Em nota enviada à BBC, McSweeney afirmou assumir “total responsabilidade” pela indicação de Peter Mandelson (na foto em destaque).
“Após refletir cuidadosamente, decidi deixar o governo. A escolha de nomear Peter Mandelson foi um erro. Isso prejudicou nosso partido, o país e a confiança na política”, declarou.
“Fui eu quem aconselhou o primeiro-ministro a fazer essa nomeação e assumo total responsabilidade por esse conselho”, acrescentou McSweeney.
Entenda
Peter Mandelson é casado com o brasileiro Reinaldo Ávila da Silva e, até o ano passado, era embaixador do Reino Unido em Washington, mas foi demitido do cargo devido ao envolvimento com Epstein.
Epstein era um bilionário financista norte-americano com conexões em altos círculos políticos, financeiros e artísticos. Ele foi acusado de abusar sexualmente de centenas de meninas menores de 18 anos entre os anos 1990 e 2000.
Epstein chegou a ser preso duas vezes, em 2008 e em 2019. Após a segunda prisão, ele foi encontrado morto em sua cela.
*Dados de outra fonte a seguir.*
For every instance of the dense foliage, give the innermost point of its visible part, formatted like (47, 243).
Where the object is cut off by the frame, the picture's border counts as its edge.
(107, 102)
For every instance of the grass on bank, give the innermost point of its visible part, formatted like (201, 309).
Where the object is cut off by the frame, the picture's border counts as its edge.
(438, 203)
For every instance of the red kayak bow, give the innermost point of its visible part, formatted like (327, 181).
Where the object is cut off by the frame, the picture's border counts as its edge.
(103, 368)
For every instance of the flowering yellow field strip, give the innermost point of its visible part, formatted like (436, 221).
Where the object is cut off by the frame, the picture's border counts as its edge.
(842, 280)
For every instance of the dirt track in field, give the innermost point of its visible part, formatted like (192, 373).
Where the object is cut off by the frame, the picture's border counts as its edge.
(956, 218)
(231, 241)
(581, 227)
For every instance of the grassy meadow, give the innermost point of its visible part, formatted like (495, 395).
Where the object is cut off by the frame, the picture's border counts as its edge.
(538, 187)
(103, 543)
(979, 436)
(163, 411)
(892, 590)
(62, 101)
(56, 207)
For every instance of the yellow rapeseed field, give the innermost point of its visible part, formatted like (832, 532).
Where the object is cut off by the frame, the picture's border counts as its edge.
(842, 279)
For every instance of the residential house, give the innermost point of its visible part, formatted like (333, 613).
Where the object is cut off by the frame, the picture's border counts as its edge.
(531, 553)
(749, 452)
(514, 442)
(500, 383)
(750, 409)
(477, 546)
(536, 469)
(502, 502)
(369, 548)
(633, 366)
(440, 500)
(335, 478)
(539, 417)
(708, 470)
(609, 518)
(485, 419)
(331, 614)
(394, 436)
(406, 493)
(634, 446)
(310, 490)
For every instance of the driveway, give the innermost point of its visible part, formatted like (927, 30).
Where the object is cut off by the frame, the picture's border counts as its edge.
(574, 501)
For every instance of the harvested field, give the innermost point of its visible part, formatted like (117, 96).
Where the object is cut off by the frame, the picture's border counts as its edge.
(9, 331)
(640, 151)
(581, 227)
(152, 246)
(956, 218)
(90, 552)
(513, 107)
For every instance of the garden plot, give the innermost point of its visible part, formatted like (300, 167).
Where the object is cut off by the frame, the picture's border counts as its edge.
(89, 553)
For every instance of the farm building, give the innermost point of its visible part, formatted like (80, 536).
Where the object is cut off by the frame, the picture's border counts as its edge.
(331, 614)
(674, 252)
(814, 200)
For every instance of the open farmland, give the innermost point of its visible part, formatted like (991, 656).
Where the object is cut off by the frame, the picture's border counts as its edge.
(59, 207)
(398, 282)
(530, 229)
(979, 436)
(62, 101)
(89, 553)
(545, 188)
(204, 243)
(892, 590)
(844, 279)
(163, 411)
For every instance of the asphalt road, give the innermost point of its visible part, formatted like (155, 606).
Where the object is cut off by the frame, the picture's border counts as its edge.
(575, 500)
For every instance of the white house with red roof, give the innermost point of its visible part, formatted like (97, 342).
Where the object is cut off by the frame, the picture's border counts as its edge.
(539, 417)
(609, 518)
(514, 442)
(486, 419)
O óbito, oficialmente, foi tratado como suicídio.
Desde que arquivos sobre a prisão foram revelados, nomes de políticos e figuras públicas têm sido relacionados a casos de abuso sexual e exploração sexual infantil.
Mandelson é uma das pessoas citadas em arquivos de Epstein, que o magnata considerava um amigo e tinha o hábito de trocar e-mails. O diplomata manteve contato com Epstein, mesmo após a condenação. As mensagens trocadas entre os dois foram divulgadas e revelaram o grau de proximidade entre os dois.
“Os e-mails mostram que a profundidade e a extensão do relacionamento de Peter Mandelson com Jeffrey Epstein são materialmente diferentes daquelas conhecidas na época de sua nomeação”, disse o Ministério das Relações Exteriores do Reino Unido.